Danko-Lab / TED

a fully Bayesian approach to deconvolve tumor microenvironment
60 stars 10 forks source link

Error running TED: Error: $ operator is invalid for atomic vectors #16

Open zroger49 opened 2 years ago

zroger49 commented 2 years ago

Hello. Previously, a member from my lab was able to run your software (this was about 5-6 months ago). I tried to reproduce their results using a different reference dataset.

However, when I try to run my analysis, the following error occurs:

Error: $ operator is invalid for atomic vectors
In addition: Warning message:
In mclapply(1:N, FUN = function(i) { :
  all scheduled cores encountered errors in user code 

And when I run the same analysis using a single core

current sample ID:1  Error in rmultinom(n = 1, size = X.i[g], prob = prob.mat[, g]) :
  invalid second argument 'size'

My bulk data is the TPM residuals (after regressing out the effect of multiple covariates using a multiple linear model in the original TPM expression table), while my scRNA-seq data was normalized using NormalizeData(normalization.method = "RC", scale.factor = 100000, margin = 1) and subseted for the top 5000 variable genes.

I know this method works best if counts are used as input, but this setup has previously worked and we had decent results

tinyi commented 2 years ago

Hi Rogério,

Thank you for your interest in our work. It is a bit difficult to tell where exactly it went wrong. My suggestions are as follows.

1) make sure the input is a matrix rather than a dataframe 2) make sure all input including the cell.type.labels and their colnames/rownames do not have NA values. 3) make sure there is no negative value in the input (as you mentioned you used regressed out some covariates).

If the issue still exists, you may send me your data (or subset of your data) in the rdata file.

Best,

Tinyi

On Tue, Mar 29, 2022 at 6:25 AM Rogério Ribeiro @.***> wrote:

Hello. Previously, a member from my lab was able to run your software (this was about 5-6 months ago). I tried to reproduce their results using a different reference dataset.

However, when I try to run my analysis, the following error occurs:

Error: $ operator is invalid for atomic vectors In addition: Warning message: In mclapply(1:N, FUN = function(i) { : all scheduled cores encountered errors in user code

My bulk data is in TPM (after regressin the effect of multiple covariates using a multiple linear model), while my scRNA-seq data was normalized using NormalizeData(normalization.method = "RC", scale.factor = 100000, margin = 1) and subseted for the top 5000 variable genes.

I know this method works best if counts are used as input, but this setup has previously worked and we had decent results

— Reply to this email directly, view it on GitHub https://github.com/Danko-Lab/TED/issues/16, or unsubscribe https://github.com/notifications/unsubscribe-auth/AB4NHSYDO3BKWH36MKNUPPDVCLLCFANCNFSM5R56F2JQ . You are receiving this because you are subscribed to this thread.Message ID: @.***>

zroger49 commented 2 years ago

Hello again, The issue seems to be the related to the negative numbers in the expression matrix!
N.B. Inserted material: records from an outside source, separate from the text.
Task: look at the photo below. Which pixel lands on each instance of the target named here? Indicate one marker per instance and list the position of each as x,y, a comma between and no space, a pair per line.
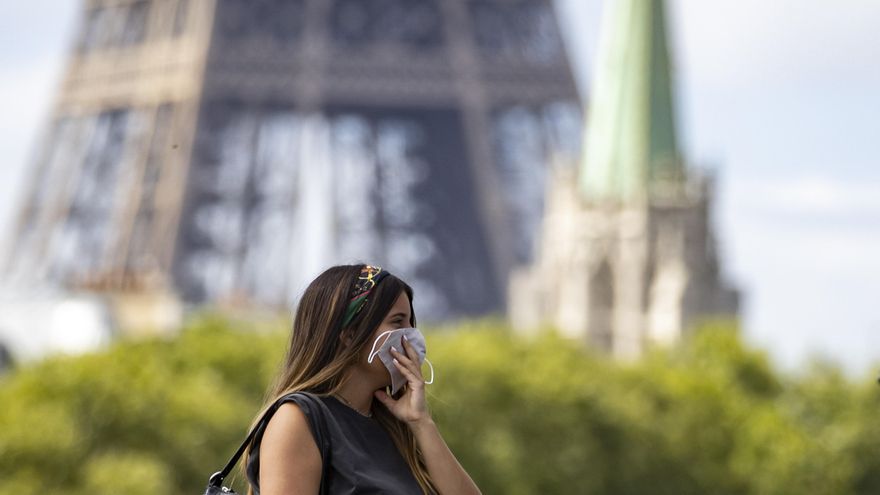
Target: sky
781,99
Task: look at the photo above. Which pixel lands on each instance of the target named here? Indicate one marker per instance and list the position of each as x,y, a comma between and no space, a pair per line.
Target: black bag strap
217,478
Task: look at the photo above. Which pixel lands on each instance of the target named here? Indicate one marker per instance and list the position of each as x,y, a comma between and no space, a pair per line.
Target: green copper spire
630,147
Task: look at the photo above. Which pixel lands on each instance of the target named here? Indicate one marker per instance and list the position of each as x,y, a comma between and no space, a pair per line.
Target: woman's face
398,317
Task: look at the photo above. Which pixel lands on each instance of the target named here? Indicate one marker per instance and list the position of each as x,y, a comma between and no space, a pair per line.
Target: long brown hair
315,360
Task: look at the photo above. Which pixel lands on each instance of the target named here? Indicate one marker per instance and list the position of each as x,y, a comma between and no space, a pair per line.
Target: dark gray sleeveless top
361,457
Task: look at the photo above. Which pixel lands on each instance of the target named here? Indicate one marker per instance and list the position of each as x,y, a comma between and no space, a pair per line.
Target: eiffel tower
232,149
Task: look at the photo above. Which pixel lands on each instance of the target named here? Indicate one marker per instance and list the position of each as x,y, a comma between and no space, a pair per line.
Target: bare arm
446,473
290,462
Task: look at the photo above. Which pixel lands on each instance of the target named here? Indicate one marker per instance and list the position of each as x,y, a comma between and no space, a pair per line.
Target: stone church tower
626,256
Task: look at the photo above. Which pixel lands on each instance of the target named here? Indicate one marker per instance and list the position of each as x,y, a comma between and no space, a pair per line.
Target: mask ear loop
373,350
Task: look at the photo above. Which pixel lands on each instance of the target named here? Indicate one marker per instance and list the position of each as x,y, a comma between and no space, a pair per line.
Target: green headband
369,277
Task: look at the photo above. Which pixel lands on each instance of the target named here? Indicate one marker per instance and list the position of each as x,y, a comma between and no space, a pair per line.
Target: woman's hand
411,407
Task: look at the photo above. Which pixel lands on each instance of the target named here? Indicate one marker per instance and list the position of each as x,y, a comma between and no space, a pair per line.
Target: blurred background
175,172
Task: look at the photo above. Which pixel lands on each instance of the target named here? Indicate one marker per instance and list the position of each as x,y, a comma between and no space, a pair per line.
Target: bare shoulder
290,461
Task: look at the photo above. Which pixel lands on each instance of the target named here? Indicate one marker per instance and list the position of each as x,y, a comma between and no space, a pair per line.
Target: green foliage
523,415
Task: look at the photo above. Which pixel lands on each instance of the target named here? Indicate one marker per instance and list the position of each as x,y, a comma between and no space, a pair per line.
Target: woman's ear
345,337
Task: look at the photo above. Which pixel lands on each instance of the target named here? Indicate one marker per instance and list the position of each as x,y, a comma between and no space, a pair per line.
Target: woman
380,443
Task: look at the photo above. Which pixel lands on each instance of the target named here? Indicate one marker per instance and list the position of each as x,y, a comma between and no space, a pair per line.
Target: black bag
215,482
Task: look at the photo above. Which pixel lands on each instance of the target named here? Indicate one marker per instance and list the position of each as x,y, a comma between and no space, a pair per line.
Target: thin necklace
349,404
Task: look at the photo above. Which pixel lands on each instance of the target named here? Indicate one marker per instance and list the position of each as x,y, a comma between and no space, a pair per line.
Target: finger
401,356
410,376
409,363
384,398
409,349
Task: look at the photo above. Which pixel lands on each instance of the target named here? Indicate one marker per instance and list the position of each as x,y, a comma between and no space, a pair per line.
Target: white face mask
415,338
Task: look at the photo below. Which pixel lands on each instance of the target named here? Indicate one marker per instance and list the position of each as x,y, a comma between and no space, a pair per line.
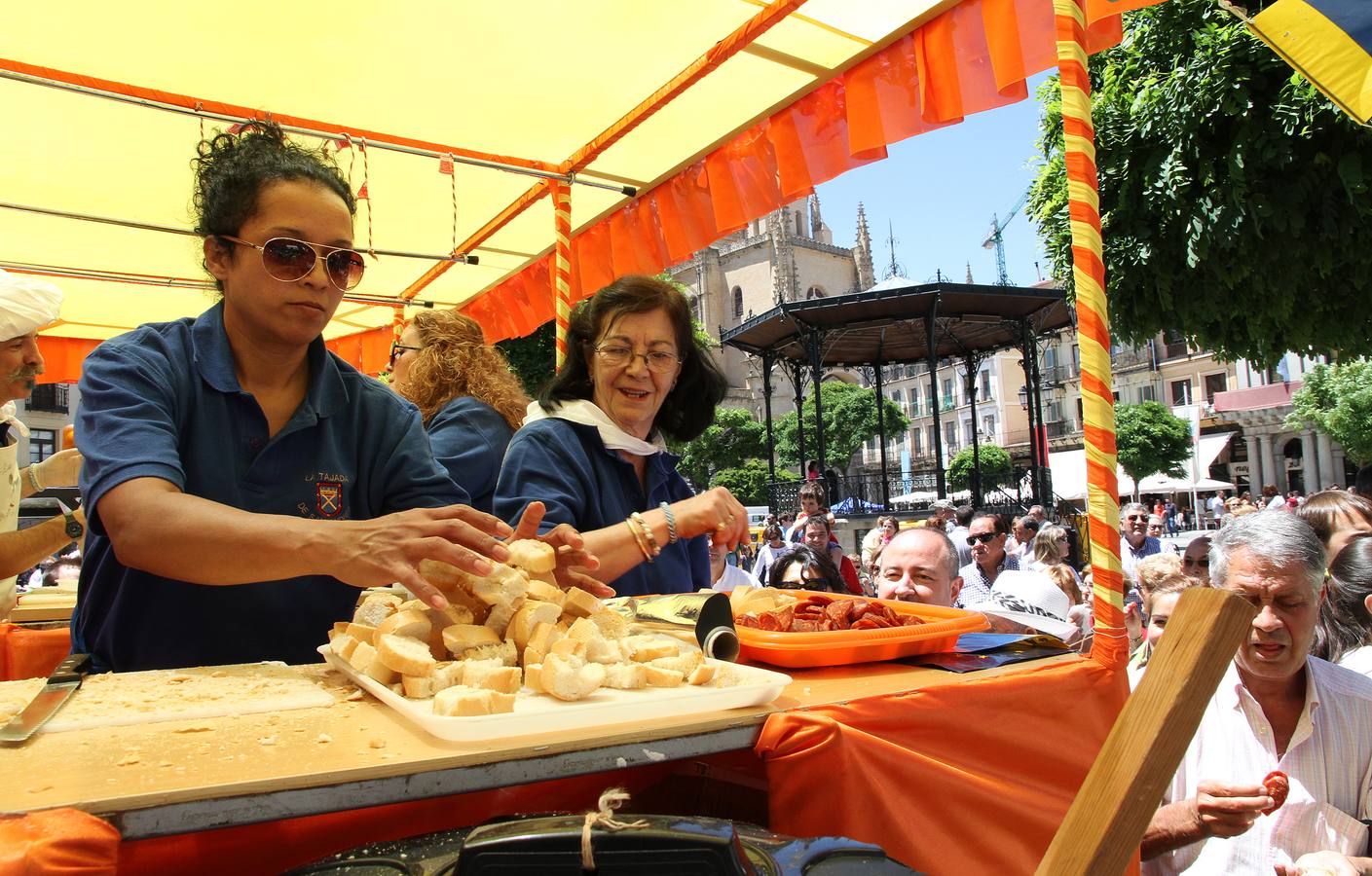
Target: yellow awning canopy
534,83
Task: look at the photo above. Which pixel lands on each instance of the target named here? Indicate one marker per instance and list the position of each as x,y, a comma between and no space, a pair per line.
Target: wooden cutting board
111,700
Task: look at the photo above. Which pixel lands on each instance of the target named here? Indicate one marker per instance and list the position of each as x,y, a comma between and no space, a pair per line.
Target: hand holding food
376,553
571,564
1228,811
1278,785
715,512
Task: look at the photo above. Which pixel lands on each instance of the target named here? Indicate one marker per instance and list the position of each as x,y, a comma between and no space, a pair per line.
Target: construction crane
998,242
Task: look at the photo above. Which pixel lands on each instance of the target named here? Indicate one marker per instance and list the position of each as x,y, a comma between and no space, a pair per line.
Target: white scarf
587,415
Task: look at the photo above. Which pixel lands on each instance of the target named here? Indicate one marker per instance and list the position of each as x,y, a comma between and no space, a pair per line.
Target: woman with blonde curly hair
468,399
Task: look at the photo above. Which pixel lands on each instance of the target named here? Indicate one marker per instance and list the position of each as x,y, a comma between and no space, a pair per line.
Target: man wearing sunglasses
986,539
1134,542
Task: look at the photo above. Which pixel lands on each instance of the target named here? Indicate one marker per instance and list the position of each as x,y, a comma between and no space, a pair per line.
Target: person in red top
819,537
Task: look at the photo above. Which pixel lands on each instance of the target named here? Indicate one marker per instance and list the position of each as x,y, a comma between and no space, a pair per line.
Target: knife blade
62,683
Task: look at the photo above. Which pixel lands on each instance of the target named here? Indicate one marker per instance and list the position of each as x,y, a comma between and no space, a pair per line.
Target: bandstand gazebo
901,322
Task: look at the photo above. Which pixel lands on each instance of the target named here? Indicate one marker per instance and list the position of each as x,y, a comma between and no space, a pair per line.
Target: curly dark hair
689,408
457,361
232,168
808,558
1345,623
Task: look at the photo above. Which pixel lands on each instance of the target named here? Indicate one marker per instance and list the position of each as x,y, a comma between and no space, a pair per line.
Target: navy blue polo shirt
469,437
164,402
567,467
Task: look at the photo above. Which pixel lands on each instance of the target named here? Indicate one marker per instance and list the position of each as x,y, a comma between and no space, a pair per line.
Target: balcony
50,399
1131,356
1174,349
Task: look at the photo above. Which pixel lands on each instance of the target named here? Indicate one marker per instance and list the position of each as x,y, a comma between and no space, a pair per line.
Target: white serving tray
540,714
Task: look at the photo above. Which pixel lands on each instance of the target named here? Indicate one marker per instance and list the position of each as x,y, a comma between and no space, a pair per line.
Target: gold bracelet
638,537
648,535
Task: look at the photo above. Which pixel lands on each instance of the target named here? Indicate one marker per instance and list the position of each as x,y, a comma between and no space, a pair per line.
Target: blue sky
939,190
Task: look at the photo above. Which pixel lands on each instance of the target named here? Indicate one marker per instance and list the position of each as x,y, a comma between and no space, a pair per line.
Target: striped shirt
1328,761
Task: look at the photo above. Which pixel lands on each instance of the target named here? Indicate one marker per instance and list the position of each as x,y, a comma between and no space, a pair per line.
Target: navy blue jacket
567,467
164,402
469,440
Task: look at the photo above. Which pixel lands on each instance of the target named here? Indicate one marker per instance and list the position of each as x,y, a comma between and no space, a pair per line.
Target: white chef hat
26,305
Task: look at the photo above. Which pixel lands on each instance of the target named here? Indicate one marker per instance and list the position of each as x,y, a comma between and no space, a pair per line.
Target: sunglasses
288,259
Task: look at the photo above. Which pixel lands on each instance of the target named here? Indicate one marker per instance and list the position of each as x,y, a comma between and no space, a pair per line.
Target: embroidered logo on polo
328,497
1016,603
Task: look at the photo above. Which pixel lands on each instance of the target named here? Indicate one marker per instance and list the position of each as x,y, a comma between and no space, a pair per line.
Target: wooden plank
128,768
1116,802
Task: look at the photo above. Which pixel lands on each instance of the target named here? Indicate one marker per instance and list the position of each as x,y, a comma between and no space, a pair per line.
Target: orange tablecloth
948,779
32,653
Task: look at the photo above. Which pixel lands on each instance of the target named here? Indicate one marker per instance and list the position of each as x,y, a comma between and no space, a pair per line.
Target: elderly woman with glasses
468,399
593,447
243,482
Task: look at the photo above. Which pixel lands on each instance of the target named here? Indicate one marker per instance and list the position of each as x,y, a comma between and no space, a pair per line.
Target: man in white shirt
723,576
1277,709
1134,542
1217,507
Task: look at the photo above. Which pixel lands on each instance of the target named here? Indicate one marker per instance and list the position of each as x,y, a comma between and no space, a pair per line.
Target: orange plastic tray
862,646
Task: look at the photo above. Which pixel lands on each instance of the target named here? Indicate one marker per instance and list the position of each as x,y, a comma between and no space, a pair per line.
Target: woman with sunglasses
243,480
593,449
468,399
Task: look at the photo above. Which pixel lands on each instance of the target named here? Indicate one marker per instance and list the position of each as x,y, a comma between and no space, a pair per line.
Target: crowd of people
241,483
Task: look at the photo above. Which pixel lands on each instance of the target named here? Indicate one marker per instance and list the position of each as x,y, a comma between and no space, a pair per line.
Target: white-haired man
26,306
1277,709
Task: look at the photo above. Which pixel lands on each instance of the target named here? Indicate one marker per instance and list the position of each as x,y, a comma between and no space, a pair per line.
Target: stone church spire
862,252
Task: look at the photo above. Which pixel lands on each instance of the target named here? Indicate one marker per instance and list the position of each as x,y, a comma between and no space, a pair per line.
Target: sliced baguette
406,623
545,590
492,675
612,625
570,677
362,633
579,603
343,644
626,676
375,609
405,655
460,638
663,677
533,556
530,616
701,675
361,657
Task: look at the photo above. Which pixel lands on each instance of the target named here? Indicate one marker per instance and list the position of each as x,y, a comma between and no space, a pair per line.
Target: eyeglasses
657,361
288,259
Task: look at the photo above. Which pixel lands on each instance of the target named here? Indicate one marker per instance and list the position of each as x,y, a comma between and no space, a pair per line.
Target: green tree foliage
531,356
996,469
731,439
849,420
1151,440
748,482
1234,195
1337,399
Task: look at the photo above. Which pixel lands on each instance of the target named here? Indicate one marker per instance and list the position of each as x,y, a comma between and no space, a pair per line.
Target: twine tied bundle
610,801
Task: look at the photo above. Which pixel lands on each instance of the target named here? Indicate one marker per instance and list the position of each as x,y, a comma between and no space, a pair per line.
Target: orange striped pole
1089,272
563,262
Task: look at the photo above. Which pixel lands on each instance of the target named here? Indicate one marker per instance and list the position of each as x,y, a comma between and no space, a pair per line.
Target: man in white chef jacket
26,305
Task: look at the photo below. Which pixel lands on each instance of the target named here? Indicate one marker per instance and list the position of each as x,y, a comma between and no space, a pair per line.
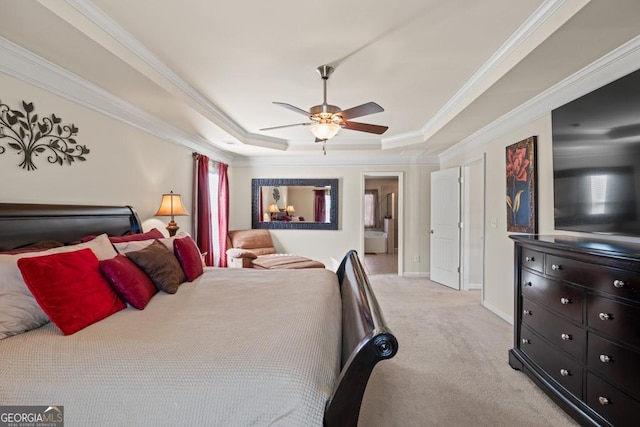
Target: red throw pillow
130,283
69,288
188,254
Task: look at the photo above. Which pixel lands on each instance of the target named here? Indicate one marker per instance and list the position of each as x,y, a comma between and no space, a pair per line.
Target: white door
445,227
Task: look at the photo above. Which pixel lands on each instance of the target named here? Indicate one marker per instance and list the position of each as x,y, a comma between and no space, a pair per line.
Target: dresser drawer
618,320
565,371
620,409
617,364
560,332
563,298
532,259
614,281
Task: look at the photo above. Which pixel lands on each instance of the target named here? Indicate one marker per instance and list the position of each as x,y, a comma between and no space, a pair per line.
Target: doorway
473,213
382,222
457,226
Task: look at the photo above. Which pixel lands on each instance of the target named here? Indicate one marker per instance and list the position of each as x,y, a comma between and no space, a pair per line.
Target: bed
231,347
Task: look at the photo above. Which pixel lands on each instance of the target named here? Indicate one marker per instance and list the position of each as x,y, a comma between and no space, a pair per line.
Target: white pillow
125,247
19,311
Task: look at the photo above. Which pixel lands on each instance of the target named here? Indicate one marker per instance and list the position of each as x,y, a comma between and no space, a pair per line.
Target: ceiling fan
327,120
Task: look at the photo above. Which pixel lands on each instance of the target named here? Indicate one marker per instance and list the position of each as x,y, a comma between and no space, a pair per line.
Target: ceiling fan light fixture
324,131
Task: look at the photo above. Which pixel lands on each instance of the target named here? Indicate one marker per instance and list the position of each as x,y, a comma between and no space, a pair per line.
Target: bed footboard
366,340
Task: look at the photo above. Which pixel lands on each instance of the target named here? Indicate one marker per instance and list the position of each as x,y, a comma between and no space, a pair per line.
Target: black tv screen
596,160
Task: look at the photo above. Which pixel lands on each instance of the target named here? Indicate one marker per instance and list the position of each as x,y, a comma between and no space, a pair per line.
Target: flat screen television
596,160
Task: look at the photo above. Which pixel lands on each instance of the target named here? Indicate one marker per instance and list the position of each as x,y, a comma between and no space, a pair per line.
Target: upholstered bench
254,249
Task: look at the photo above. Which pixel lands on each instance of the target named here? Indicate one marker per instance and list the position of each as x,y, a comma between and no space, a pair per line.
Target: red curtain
202,208
223,211
319,206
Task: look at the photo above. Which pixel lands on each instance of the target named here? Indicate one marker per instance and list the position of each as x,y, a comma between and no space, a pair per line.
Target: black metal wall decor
30,137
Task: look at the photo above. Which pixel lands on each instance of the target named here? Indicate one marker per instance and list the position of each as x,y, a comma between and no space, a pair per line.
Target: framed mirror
299,204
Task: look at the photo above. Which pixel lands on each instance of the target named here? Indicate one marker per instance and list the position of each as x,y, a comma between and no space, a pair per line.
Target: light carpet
452,365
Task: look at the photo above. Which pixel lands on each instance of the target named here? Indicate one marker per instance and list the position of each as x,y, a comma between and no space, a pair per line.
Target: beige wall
324,245
124,167
498,268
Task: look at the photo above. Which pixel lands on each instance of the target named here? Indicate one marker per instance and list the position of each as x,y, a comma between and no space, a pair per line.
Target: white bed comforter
237,347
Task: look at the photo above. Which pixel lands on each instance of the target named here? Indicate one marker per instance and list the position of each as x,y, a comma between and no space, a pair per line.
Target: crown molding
336,158
615,64
24,65
126,39
466,93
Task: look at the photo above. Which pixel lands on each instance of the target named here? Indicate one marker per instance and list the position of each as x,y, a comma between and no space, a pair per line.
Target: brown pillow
241,253
161,266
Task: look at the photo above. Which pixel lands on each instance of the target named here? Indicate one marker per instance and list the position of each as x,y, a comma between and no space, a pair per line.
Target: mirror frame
256,183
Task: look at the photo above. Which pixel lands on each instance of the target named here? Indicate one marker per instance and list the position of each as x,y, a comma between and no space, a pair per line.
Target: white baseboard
504,316
415,274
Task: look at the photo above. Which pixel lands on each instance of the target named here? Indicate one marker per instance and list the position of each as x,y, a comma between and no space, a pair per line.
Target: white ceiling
442,70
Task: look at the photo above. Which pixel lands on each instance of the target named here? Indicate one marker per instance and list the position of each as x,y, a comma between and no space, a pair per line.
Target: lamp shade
325,130
171,205
273,208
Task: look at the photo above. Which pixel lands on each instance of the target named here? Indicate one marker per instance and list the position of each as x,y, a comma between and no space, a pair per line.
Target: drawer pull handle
619,284
604,358
604,316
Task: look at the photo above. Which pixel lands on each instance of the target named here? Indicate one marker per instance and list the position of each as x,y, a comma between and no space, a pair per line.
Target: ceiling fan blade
292,108
286,126
361,110
365,127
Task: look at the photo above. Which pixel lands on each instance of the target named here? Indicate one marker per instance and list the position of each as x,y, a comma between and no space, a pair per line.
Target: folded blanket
283,261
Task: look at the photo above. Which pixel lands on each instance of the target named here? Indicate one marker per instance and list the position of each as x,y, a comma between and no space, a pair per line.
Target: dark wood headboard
23,224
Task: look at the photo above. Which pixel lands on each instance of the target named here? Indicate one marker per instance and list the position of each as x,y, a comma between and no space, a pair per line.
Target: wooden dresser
577,325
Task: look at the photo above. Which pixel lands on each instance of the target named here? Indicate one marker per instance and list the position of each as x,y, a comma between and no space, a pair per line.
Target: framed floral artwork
521,186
I tried to run with the raw counts matrix, but I had the following issue:

...
[1] "pooling information across samples"
Killed
Error in sendMaster(try(lapply(X = S, FUN = FUN, ...), silent = TRUE)) :
  ignoring SIGPIPE signal
Calls: run.Ted ... optimize.psi -> mclapply -> lapply -> FUN -> sendMaster

Could this be related to the memory I have available in my machine?

tinyi commented 2 years ago

Yes. I think it is related to memory. You may try setting the n.cores.2g argument with a smaller value. Also removal of unused variables from the workspace followed by cleaning up the memory using gc() may help.

There are a few possibilities of fixing the negative values. The easiest way would be to exclude genes with negative values. I am not sure what the setup of your regression is. Using the residuals may result in lots of zeros. If that is the case, you may try adding back the intercept term. Also you can change the reference level in the regression to see if which direction may yield fewer negative values. Also some people may regress using the log transformed values. In this case, one will need to transform it back to the original raw scale by exponentiating the values.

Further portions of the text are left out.